KATHARINA SCHLÄFT "El Che" (18) © 2009, Sonja Hubmann


Nachdem das Leben der Guevara-Vorfahren nun ausführlichst geschildert worden war, fügte Ernesto etwas nachdenklich hinzu: „Tja, mein Großvater Roberto hatte wirklich kein einfaches Leben als Landvermesser am Campo del Cielo im Chaco-Gebirge.“ Ernesto Senior nickte zustimmend: „Ja, ich habe meinen Kindern oft von seinen Abenteuern erzählt. Offensichtlich ist es einem echten Guevara nicht vergönnt, ein angenehmes und ruhiges Leben zu führen.“, lachte der kräftig gebaute Brillenträger.

Matías, der während dieser Geschichte über die Guevara-Familienchronik, Katharina einen interessierten Blick geschenkt hatte, erkundigte sich nun der Gerechtigkeit halber bei der Gastgeberin: „Hatten Ihre Vorfahren ähnliche Strapazen durchleben müssen?“ Celia neigte den Kopf nachdenklich hin und her und lieferte einen vergleichswiese kurzen und unspektakulären Beitrag zum Thema Ahnen: „Meine Mutter, Edelmira de la Llosa Lacroze, verstarb leider sehr früh. Meinen Vater, Juan Martín de la Serna Ugalde, habe ich gar nicht kennengelernt. Da ich die Jüngste unter meinen Geschwistern war, hatte ich es nicht immer ganz leicht, aber so ist das Leben eben.“ Katharinas versuchte mit einer neugierigen Frage an der Konversation teilzunehmen: „Wie viele Geschwistern hatten Sie?“ Celia de la Serna seufzte erschöpft: „Drei Brüder und drei Schwestern.“ Das Mädchen zeigte sich von dieser Anzahl durchaus beeindruckt und hauchte ein anerkennendes „pff“. 

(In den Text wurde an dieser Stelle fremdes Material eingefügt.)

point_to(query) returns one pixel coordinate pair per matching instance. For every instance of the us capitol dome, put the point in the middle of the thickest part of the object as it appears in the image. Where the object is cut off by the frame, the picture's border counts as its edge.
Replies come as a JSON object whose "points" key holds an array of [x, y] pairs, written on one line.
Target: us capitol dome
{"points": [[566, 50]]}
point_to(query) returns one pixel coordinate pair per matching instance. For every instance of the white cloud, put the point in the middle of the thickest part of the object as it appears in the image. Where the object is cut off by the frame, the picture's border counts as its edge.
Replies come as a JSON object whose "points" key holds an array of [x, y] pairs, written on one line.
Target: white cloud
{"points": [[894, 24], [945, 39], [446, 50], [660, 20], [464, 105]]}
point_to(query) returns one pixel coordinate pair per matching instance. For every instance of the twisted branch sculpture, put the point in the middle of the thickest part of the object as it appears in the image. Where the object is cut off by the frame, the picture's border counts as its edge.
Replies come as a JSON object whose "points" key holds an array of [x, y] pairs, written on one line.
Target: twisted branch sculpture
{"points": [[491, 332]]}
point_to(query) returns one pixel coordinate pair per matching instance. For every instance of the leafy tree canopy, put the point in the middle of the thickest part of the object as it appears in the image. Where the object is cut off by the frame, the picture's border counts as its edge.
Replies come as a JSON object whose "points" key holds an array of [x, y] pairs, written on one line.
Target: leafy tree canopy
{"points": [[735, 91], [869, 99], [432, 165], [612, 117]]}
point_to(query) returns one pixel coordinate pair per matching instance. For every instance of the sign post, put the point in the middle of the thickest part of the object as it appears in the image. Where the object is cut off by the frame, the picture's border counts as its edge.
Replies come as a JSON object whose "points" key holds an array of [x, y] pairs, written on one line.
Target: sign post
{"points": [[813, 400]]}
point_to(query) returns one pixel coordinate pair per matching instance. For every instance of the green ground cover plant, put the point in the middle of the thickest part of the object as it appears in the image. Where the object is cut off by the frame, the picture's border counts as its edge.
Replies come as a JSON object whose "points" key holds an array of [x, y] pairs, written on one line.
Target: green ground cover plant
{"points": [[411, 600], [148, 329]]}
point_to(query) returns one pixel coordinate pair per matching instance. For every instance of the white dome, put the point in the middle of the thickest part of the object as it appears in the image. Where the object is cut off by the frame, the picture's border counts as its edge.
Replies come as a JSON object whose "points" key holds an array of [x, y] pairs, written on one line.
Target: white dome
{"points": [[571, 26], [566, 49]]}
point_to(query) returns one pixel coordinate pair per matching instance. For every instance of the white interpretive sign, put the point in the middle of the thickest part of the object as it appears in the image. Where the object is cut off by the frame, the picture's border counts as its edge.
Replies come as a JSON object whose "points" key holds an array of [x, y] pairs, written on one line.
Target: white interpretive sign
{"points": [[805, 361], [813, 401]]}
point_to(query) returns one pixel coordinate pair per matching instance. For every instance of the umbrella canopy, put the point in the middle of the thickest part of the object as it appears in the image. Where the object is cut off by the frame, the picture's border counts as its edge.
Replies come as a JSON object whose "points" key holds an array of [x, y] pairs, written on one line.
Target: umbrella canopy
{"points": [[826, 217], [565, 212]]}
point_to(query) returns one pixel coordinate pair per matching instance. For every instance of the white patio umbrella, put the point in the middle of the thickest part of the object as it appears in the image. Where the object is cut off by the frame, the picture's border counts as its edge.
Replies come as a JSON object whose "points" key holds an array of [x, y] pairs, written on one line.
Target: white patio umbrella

Natalia hingegen interessierte sich für ein anderes Detail: „Wieso haben Sie Ihren Vater nicht mehr kennen gelernt?“ Celia antwortete mit einer kaum wahrnehmbaren Traurigkeit in ihren dunklen Augen: „Er hat Selbstmord begangen, da war ich erst zwei Monate alt. Von da an hatte meine ältere Schwester Carmen die Erziehung übernommen.“ Das mitfühlende Raunen, das sich kaum hörbar wie eine Welle um den Tisch zog, wurde jedoch von Ernesto Senior unterbrochen, der sich über diese Aussage weniger gerührt zeigte. Er kaute gerade an einem großen Stück Fleisch herum und schmatzte: „Eine sehr religiöse …“, er würgte den widerspenstigen Bissen hinunter, „… Erziehung. Mich hätten keine zehn Pferde ins Sacre Coeur gebracht.“, grinste er.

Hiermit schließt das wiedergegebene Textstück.